His company hires nurses accustomed to seeing violent injuries to anonymize and annotate the images, which are disturbing to untrained eyes, he added.
…Photobucket CEO Leonard says he is on solid legal ground, citing an update to the company’s terms of service in October that grants it the “unrestricted right” to sell any uploaded content for the purpose of training AI systems. He sees licensing data as an alternative to selling ads. “We need to pay our bills, and this could give us the ability to continue to support free accounts”, he said.

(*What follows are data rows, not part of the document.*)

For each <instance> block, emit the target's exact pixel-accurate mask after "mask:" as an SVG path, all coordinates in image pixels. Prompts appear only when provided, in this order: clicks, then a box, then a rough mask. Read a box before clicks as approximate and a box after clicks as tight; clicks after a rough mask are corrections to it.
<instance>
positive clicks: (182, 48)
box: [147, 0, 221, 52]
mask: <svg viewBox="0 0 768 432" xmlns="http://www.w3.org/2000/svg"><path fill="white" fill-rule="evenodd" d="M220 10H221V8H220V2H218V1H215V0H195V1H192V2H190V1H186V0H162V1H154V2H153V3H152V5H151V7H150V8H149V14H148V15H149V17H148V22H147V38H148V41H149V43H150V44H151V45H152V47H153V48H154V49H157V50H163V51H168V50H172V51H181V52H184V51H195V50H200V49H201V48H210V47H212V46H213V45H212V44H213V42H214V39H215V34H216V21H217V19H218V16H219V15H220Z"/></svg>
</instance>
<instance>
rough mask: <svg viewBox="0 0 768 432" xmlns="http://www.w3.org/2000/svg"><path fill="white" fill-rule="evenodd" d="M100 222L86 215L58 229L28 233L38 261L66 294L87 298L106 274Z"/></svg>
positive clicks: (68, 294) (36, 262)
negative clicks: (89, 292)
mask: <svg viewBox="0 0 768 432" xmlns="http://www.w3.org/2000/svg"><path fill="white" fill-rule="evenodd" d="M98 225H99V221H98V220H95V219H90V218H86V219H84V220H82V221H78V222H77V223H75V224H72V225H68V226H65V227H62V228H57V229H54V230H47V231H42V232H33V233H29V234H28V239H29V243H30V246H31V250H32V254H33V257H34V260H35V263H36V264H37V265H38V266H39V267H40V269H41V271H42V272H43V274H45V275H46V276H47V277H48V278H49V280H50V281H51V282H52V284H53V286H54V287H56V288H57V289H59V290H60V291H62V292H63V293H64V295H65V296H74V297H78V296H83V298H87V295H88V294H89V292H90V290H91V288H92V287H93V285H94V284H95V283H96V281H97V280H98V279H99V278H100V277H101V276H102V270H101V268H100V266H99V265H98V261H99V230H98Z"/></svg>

Defined.ai’s Braga said she avoids acquiring content from “platform” companies like Photobucket and prefers to source social media photos from influencers who create them, who she said have a clearer claim to licensing rights. “I would find it very risky”, Braga said of platform content. “If there’s some AI that generates something that resembles a picture of someone who never approved that, that’s a problem.”
Photobucket is not alone among platforms in embracing licensing. Tumblr’s parent company Automattic said last month it was sharing content with “select AI companies.” In February, Reuters reported Reddit struck a deal with Google to make its content available for training the latter’s AI models.